In one of the latest steps toward understanding the details of how DBS actually works, Lee’s group and others have found that electrical stimulation leads to a release of neurotransmitters, the messenger molecules that allow individual nerve cells to communicate with each other inside the brain. The Mayo team has also designed a device that can wirelessly monitor neurotransmitter levels during DBS. With advances like these, the hope is to create “smarter” DBS devices that could alter levels of stimulation as needed. Even if the device could just recognize when a patient is asleep, it would be a major step forward, Abosch says. That way, doctors wouly only have to replace batteries every nine years instead of every three. “Right now, we’re doing electroshock therapy for a lot of psychiatric diseases,” Lee says. “But rather than shocking the whole brain, with DBS we can do more focal treatments. Electroshock therapy is like a shotgun approach where you shoot everything. DBS is more like a rifle.”
After more than four hours in the operating room without a break, Abosch and her team are ready to test the electrodes they’ve placed in the patient’s brain. Earlier that morning, before the new device was in place, his left arm swung wildly when nurses challenged him to draw a spiral on a piece of paper and then write his name. The spiral looked more like a squiggle.
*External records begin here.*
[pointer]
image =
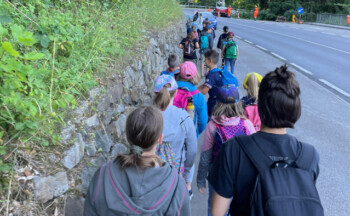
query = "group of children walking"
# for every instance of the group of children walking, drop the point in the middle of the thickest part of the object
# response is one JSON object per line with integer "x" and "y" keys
{"x": 203, "y": 40}
{"x": 155, "y": 177}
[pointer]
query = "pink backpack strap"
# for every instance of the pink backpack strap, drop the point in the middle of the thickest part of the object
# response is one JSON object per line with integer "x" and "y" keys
{"x": 195, "y": 92}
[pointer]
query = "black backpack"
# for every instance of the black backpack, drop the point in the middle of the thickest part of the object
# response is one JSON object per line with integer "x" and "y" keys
{"x": 282, "y": 187}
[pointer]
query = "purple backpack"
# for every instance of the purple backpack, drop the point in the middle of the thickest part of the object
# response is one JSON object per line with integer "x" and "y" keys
{"x": 224, "y": 133}
{"x": 182, "y": 96}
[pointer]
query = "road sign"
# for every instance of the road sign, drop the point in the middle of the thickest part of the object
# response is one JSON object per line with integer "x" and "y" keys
{"x": 300, "y": 10}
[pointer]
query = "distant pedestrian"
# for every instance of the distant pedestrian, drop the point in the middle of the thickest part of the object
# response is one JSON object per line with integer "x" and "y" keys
{"x": 189, "y": 79}
{"x": 138, "y": 182}
{"x": 269, "y": 161}
{"x": 227, "y": 121}
{"x": 250, "y": 101}
{"x": 222, "y": 41}
{"x": 188, "y": 91}
{"x": 179, "y": 145}
{"x": 195, "y": 33}
{"x": 230, "y": 52}
{"x": 214, "y": 79}
{"x": 205, "y": 44}
{"x": 173, "y": 66}
{"x": 189, "y": 46}
{"x": 189, "y": 22}
{"x": 256, "y": 12}
{"x": 229, "y": 9}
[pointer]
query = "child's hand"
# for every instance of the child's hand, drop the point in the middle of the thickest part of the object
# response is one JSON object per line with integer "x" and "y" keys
{"x": 202, "y": 190}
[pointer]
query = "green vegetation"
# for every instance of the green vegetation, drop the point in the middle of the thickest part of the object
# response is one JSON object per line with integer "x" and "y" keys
{"x": 53, "y": 51}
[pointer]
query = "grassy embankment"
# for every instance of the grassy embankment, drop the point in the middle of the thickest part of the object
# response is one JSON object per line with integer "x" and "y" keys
{"x": 52, "y": 53}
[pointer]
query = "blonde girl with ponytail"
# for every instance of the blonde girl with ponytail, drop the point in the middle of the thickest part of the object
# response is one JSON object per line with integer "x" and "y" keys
{"x": 179, "y": 146}
{"x": 251, "y": 84}
{"x": 138, "y": 183}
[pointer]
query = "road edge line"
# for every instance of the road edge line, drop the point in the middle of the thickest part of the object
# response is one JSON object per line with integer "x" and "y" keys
{"x": 341, "y": 91}
{"x": 278, "y": 56}
{"x": 302, "y": 69}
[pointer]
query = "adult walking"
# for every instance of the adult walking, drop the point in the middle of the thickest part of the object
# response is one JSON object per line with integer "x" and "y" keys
{"x": 246, "y": 167}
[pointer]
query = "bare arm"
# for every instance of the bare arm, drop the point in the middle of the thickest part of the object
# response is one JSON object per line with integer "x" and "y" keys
{"x": 196, "y": 45}
{"x": 203, "y": 89}
{"x": 237, "y": 54}
{"x": 223, "y": 51}
{"x": 219, "y": 204}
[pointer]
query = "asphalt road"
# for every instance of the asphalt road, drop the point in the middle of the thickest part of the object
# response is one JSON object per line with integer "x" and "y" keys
{"x": 322, "y": 53}
{"x": 325, "y": 117}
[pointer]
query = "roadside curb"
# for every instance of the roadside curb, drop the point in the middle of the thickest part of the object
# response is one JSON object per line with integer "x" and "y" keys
{"x": 329, "y": 26}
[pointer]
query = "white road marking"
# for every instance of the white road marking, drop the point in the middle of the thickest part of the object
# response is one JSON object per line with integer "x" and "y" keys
{"x": 278, "y": 56}
{"x": 335, "y": 87}
{"x": 328, "y": 33}
{"x": 322, "y": 45}
{"x": 302, "y": 69}
{"x": 261, "y": 47}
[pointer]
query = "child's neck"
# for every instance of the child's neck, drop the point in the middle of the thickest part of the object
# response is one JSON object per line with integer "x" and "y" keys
{"x": 211, "y": 67}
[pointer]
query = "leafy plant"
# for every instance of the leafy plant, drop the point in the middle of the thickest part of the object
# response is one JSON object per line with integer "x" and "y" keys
{"x": 51, "y": 53}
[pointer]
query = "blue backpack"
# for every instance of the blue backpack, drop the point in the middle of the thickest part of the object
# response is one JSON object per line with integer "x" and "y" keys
{"x": 227, "y": 77}
{"x": 282, "y": 187}
{"x": 169, "y": 73}
{"x": 204, "y": 41}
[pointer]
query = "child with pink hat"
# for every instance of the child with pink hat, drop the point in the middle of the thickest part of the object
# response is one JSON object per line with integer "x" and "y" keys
{"x": 187, "y": 81}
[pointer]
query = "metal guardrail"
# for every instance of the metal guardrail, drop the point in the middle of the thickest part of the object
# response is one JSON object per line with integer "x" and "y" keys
{"x": 334, "y": 19}
{"x": 194, "y": 6}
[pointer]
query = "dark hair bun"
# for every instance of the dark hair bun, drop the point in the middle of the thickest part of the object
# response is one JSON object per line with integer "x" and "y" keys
{"x": 282, "y": 73}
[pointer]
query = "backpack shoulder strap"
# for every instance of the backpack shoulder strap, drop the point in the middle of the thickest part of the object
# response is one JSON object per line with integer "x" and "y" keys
{"x": 306, "y": 156}
{"x": 174, "y": 72}
{"x": 255, "y": 155}
{"x": 195, "y": 92}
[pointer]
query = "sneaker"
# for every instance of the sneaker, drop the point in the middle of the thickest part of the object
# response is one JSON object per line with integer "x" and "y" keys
{"x": 191, "y": 194}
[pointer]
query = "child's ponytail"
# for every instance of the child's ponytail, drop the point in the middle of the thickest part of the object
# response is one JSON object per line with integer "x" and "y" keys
{"x": 253, "y": 86}
{"x": 144, "y": 126}
{"x": 163, "y": 97}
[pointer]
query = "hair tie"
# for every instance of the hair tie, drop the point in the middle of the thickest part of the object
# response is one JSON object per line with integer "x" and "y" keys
{"x": 134, "y": 149}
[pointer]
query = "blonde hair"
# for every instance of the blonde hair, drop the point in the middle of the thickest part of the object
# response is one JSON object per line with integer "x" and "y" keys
{"x": 195, "y": 80}
{"x": 144, "y": 126}
{"x": 253, "y": 85}
{"x": 228, "y": 110}
{"x": 163, "y": 97}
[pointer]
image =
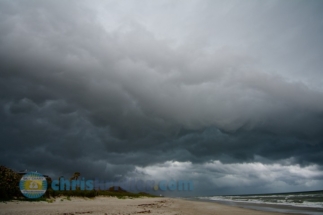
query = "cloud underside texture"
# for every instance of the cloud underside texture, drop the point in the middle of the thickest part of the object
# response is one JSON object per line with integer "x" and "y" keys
{"x": 125, "y": 101}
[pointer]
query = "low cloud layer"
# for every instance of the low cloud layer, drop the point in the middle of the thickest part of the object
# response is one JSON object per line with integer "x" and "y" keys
{"x": 113, "y": 88}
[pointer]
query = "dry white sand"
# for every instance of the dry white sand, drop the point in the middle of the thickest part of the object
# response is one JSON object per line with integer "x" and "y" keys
{"x": 114, "y": 206}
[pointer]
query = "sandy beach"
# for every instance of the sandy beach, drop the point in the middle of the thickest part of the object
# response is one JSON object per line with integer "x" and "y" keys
{"x": 114, "y": 206}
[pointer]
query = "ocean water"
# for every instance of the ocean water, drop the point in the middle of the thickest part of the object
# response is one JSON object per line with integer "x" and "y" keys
{"x": 300, "y": 202}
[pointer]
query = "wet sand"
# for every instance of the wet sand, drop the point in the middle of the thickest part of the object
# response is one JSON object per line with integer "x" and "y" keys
{"x": 114, "y": 206}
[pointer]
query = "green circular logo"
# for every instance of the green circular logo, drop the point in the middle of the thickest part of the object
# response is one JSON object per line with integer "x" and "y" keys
{"x": 33, "y": 185}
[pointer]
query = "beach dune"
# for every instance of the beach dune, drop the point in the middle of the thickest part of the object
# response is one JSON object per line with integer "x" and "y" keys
{"x": 114, "y": 206}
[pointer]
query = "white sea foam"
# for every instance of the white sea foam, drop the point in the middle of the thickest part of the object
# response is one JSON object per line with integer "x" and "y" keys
{"x": 300, "y": 200}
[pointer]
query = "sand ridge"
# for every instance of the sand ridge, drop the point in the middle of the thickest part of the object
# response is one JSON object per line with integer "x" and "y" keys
{"x": 115, "y": 206}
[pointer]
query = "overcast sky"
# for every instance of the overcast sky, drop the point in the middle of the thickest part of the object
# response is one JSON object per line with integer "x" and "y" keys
{"x": 226, "y": 93}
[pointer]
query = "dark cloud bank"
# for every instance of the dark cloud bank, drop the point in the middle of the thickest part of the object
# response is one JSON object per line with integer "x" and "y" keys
{"x": 228, "y": 94}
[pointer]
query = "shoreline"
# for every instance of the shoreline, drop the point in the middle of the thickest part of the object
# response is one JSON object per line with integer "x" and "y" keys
{"x": 290, "y": 209}
{"x": 115, "y": 206}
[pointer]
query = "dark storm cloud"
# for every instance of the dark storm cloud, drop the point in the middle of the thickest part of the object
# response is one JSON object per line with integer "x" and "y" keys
{"x": 85, "y": 88}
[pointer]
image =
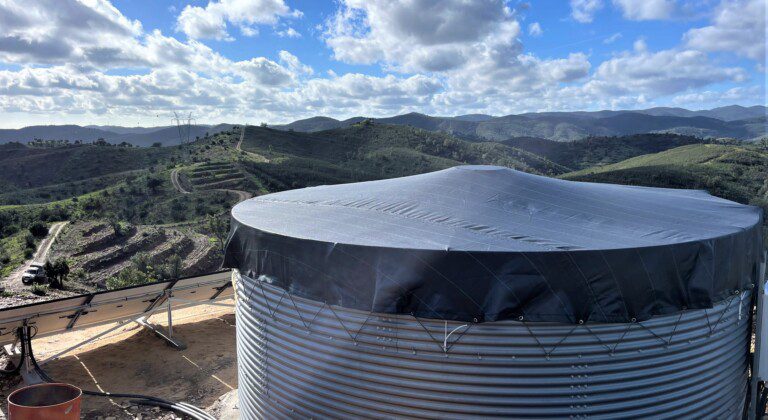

The letters looked like they came from the hand of a three-year old. After activation, however, Gene draws concentric circles, drinks steadily from a cup, and keeps his left hand still while holding some papers.
Watching patients witness their own swift and drastic improvement remains an emotional experience, even after several hundred surgeries, Abosch says. “When you have a patient who has dealt with a tremor for 30 years of his or her life and you stop the tremor suddenly and they get all choked up or burst into tears, it’s moving,” she says. “You’ll see patients during the procedure suddenly reach up and look at their hand. And it becomes apparent to you watching the patient that they suddenly realize something is profoundly better. That is a touching moment.”